10.1542/6364912364112Video AbstractPEDS-VA_2024-0678736364912364112
Quantifying the impact of place on pediatric health is difficult given the diverse methodologies used to measure place-based social determinants. However, the Child Opportunity Index (COI) is increasingly used to study these relationships.
To synthesize associations between the COI and pediatric health.
Fifteen databases, 4 gray literature sources, and diversitydatakids.org searched from 2014 to 2024.
US-based observational studies that evaluated children, the COI, and at least 1 pediatric health outcome.
Protocol registered with PROSPERO (CRD42023418407). Random-effects models created pooled odds ratios (ORs) comparing very low/low COI to high/very high COI for mortality, emergency department (ED) use, and hospital use. Clinically relevant subgroups were explored.

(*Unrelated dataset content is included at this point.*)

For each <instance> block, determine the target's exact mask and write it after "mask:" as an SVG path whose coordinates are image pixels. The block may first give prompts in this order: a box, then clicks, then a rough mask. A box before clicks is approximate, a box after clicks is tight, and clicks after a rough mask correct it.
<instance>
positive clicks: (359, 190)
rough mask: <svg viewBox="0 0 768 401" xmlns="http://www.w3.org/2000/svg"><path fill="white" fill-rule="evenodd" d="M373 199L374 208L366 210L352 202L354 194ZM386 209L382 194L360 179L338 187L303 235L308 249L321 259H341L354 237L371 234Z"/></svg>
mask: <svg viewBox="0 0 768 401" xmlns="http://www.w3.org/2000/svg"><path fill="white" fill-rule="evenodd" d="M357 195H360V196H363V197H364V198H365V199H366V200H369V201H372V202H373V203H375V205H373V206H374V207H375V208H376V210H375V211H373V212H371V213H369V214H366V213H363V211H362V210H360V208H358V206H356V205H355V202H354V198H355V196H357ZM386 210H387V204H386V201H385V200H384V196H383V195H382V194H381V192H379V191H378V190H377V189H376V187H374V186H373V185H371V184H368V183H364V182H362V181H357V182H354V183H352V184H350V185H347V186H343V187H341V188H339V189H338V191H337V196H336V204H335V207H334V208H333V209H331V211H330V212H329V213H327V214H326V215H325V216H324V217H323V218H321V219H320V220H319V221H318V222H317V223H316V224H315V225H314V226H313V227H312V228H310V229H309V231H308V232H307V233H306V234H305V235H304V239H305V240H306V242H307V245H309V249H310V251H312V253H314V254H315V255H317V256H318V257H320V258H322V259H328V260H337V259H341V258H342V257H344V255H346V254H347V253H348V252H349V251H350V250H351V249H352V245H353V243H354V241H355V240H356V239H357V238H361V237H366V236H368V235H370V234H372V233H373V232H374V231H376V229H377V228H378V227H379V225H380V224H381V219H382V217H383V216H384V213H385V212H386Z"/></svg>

Most studies (n = 61 of 85; 72%) reported inverse associations between the COI and an adverse outcome. Lower COI was associated with higher odds of mortality (OR, 1.50; 95% CI, 1.31–1.94; tau squared [τ2] = 0.045; 15 associations from 13 studies). Overall, ED visits were similar (OR, 1.38; 95% CI, 0.97–1.95; τ2 = 0.312; 10 associations from 6 studies), but the subgroup of all-cause ED visits were significantly higher among children with lower COI (OR, 1.66; 95% CI, 1.19–2.31; τ2 = 0.198; 7 associations from 5 studies). Select hospitalization subgroups (medical, surgical/trauma, and >30-day rehospitalizations) were significantly associated with COI, but not overall hospitalizations (OR, 1.15; 95% CI, 0.96–1.36; τ2 = 0.090; 12 studies).
Meta-analyses were unadjusted.
Place is a risk factor for children’s mortality and select measures of health care use. Shifting the focus from identifying place-based disparities to cocreating community-engaged strategies that mitigate disparities may effectively advance children’s health equity.